More than 2,000 degrees awarded at three commencement ceremonies
Wilmington University awarded 2,196 academic degrees in its Winter Commencement ceremonies at the Chase Center on the Riverfront on January 27th and 28th.
The Class of 2019 includes graduates from 39 countries who range in age from 19 to 69 years old. At least 618 of their degrees were completed entirely online, including one earned by a student living in Japan. They join WilmU’s alumni network of more than 50,000 graduates worldwide.
Carol King-Reis of Wilmington, a Master of Science graduate in Administration of Human Services, delivered the commencement address at Sunday morning’s ceremony for WilmU’s College of Health Professions and College of Social and Behavioral Sciences.
“None of us sitting here as graduates today are here by accident,” she said. “This was the result of purposeful action and, I would say, vision.”
To Ms. King-Reis, who interned at the Delaware Division for the Visually Impaired during the Fall 2018 semester, that vision is one of the lasting benefits of a WilmU education.
“By vision, I’m not talking about sight,” she added, but “the ability to perceive not only what is, but what can be, and perhaps what is to come.”
Annette Berry of Smyrna, who graduated Sunday with a Bachelor of Science in Communication, an Integrated Marketing major and a Human Resource Management certificate, addressed Sunday afternoon’s ceremony for the College of Business and College of Arts and Sciences.
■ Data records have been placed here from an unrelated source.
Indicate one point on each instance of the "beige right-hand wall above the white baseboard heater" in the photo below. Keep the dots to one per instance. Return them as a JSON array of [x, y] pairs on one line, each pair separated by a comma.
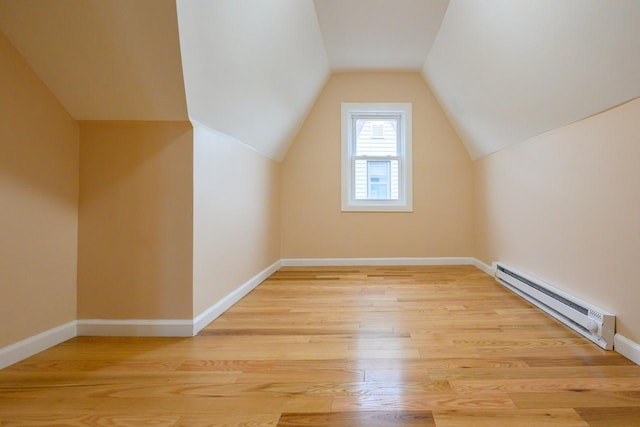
[[565, 207]]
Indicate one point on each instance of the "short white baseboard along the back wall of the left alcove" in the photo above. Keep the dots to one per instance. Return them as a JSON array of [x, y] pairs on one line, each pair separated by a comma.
[[135, 327]]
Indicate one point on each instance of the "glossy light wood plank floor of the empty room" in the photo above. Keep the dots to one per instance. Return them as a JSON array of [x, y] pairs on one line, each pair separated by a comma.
[[418, 346]]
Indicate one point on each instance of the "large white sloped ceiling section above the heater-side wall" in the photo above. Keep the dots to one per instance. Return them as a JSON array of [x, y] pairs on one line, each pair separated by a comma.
[[507, 70]]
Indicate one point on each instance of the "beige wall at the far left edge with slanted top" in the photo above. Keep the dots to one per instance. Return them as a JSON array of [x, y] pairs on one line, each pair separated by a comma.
[[38, 203]]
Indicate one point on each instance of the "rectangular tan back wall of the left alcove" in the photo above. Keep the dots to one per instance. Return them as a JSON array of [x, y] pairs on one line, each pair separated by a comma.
[[135, 223]]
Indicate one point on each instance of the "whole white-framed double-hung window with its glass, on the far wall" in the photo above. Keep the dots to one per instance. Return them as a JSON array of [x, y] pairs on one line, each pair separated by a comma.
[[376, 157]]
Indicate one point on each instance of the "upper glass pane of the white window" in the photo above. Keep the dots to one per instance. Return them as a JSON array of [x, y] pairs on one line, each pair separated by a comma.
[[376, 137]]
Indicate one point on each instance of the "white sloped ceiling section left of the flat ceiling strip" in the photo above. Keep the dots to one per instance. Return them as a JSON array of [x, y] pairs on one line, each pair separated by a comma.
[[253, 68]]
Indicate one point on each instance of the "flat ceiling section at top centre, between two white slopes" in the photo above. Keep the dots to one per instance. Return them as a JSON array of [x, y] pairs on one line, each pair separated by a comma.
[[379, 34]]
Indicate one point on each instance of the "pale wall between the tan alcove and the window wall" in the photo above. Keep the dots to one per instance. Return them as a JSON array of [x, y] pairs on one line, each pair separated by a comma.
[[236, 216]]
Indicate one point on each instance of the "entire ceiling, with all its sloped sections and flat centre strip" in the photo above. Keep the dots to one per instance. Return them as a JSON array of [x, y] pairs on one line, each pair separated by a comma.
[[503, 70]]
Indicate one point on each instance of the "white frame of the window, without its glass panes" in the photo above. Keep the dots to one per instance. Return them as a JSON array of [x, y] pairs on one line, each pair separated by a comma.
[[404, 203]]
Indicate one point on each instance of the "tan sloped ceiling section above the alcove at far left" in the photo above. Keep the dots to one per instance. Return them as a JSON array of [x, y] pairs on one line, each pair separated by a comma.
[[103, 59]]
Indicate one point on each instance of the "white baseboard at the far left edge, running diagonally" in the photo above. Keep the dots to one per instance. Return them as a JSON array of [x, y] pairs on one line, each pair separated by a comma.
[[28, 347]]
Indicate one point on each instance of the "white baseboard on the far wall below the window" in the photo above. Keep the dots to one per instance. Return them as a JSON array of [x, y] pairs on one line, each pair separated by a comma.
[[350, 262]]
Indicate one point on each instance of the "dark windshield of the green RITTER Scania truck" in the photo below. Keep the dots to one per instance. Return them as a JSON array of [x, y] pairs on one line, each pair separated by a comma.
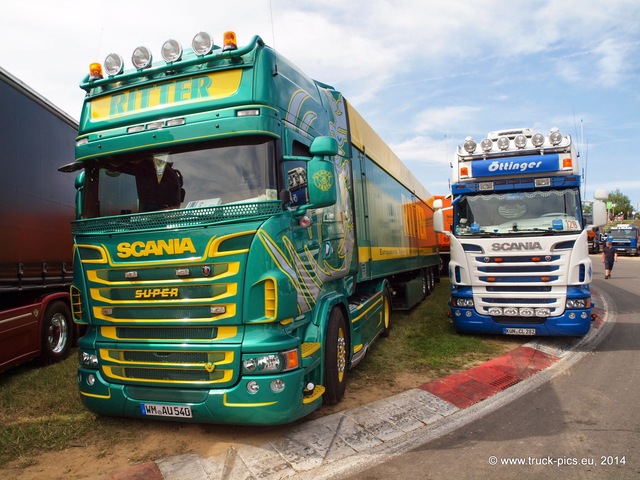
[[213, 174]]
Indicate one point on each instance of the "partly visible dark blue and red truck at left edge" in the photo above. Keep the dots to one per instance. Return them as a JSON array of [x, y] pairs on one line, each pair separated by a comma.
[[37, 208]]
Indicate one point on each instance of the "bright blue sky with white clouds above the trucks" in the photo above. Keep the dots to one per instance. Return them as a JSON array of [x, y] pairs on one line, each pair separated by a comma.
[[425, 74]]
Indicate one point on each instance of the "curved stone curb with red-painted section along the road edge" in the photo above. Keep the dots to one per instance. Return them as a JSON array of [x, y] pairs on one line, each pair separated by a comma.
[[339, 443]]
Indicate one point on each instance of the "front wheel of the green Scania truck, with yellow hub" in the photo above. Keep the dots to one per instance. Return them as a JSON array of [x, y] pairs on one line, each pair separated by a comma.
[[335, 359]]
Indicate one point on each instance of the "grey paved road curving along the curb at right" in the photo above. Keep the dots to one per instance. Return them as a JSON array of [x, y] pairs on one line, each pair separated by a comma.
[[583, 423]]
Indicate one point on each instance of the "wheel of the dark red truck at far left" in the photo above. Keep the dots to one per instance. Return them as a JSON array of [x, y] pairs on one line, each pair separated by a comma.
[[56, 333]]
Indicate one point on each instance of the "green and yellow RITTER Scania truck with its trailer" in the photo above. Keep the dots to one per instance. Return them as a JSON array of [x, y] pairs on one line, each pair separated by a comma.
[[241, 236]]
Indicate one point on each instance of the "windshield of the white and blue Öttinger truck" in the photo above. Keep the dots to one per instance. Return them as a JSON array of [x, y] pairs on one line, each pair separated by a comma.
[[526, 212]]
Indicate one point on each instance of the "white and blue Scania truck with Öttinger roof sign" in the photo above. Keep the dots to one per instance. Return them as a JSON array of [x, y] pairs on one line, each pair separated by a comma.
[[519, 261]]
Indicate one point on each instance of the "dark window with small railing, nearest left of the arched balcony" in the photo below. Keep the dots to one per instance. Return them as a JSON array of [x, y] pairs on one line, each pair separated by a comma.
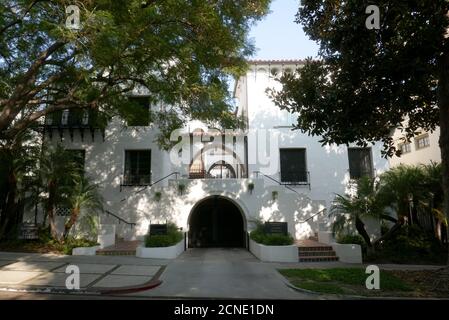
[[137, 167]]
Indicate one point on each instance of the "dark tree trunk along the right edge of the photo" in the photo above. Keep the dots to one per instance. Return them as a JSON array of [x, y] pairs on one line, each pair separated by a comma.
[[443, 104]]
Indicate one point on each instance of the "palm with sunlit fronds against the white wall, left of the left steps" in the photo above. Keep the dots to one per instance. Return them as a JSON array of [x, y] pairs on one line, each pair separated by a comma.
[[83, 197]]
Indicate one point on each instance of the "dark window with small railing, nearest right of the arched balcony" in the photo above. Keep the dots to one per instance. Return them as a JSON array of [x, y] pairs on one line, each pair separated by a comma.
[[293, 166]]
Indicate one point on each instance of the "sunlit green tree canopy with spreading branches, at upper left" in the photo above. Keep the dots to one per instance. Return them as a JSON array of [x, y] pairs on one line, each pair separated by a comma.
[[179, 52]]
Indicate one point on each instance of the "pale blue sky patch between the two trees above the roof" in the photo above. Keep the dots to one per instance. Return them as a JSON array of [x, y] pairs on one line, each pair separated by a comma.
[[279, 37]]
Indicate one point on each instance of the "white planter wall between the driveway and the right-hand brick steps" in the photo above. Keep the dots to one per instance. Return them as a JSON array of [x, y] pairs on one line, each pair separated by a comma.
[[274, 253]]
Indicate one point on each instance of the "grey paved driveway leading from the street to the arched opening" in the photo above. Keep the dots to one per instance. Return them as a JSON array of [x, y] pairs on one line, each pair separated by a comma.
[[222, 273]]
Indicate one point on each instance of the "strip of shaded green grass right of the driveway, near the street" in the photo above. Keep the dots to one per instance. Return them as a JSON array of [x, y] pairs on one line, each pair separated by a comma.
[[344, 281]]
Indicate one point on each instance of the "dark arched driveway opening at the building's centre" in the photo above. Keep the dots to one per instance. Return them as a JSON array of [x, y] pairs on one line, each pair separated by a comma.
[[216, 222]]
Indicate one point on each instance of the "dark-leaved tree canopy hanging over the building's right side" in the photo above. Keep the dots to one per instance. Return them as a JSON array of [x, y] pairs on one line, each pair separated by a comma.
[[367, 82]]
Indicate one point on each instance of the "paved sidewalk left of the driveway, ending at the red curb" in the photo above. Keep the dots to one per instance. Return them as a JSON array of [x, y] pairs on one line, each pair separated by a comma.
[[36, 272]]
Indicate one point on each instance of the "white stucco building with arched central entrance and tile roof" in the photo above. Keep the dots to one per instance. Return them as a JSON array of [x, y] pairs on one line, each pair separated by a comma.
[[217, 185]]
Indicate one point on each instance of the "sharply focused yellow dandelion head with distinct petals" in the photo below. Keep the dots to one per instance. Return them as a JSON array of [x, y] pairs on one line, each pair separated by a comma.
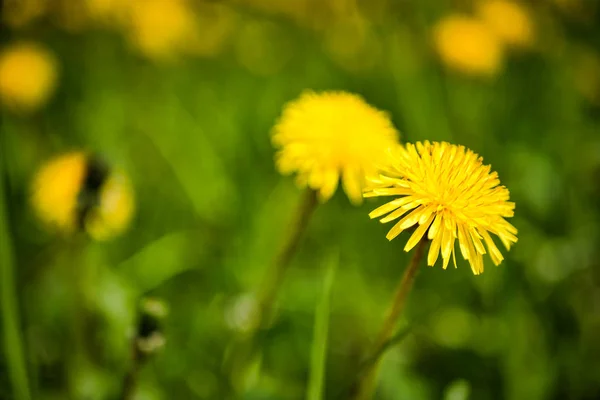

“As a mother, military wife, Navy reservist, full-time employee, and volunteer recreational cheerleading coach, time was not on my side in my pursuit of higher learning,” she said. “It was my choice to bypass the traditional education route, but it was Wilmington University that eliminated every justifiable excuse that I could come up with to say, it’s just not in the cards for me to get a degree. It’s too hard, too expensive, too much time away from what I really should be doing.
“To that I say, thank you, Wilmington University, for getting it,” said Ms. Berry. “For understanding what goes on in the lives of people who have every intention of bettering themselves, just not the time or means to do so.”
Daulton Nelson of South Harrison, N.J., who earned a Bachelor of Science in Game Design and Development, spoke before the assembled students, faculty, trustees, and administrative staff at Monday’s ceremony for the College of Education and the College of Technology.
“Who are we now?” asked Mr. Nelson, who for a class project managed the creation of a virtual reality training program for pediatric ER staff. “We are no longer who we were when we first entered Wilmington University. But it is not a time to fear. It is a time to celebrate.
“Look ahead,” he said, “the door opens wide, and do not fear. We are strong and intelligent and together. We are Wildcats.”
Elizabeth O’Connor of Middletown, a Bachelor of Science graduate in Organizational Management, and Claire Rudolph, who earned a Master of Science in Management with a concentration in Organizational Leadership, were also honored with WilmU’s Audrey Kohl Doberstein Award for Leadership at Sunday afternoon’s ceremony.
The annual award, named for the university’s president from 1979 to 2006, recognizes an undergraduate and a graduate student who demonstrate dedication to the university’s mission.
Lauren Foraker of Townsend, a Bachelor of Science graduate in Media Communications with a minor in Drama, and Stefanie Glenn of Fulton, Maryland, a Doctor of Nursing Practice graduate, received the Trustees’ Award for service for their involvement in community and national causes.
Dr. Glenn, a commander in the U.S. Public Health Service Corps, has been deployed to West Africa to support the ebola virus response as well as to Puerto Rico in the wake of 2017’s Hurricane Maria.
Ms. Foraker has interned as a patient advocate for Reproductive Associates of Delaware and has volunteered with the Endometriosis Foundation of America, Pursuit For Peace, and the Heart Summary Café, among other organizations.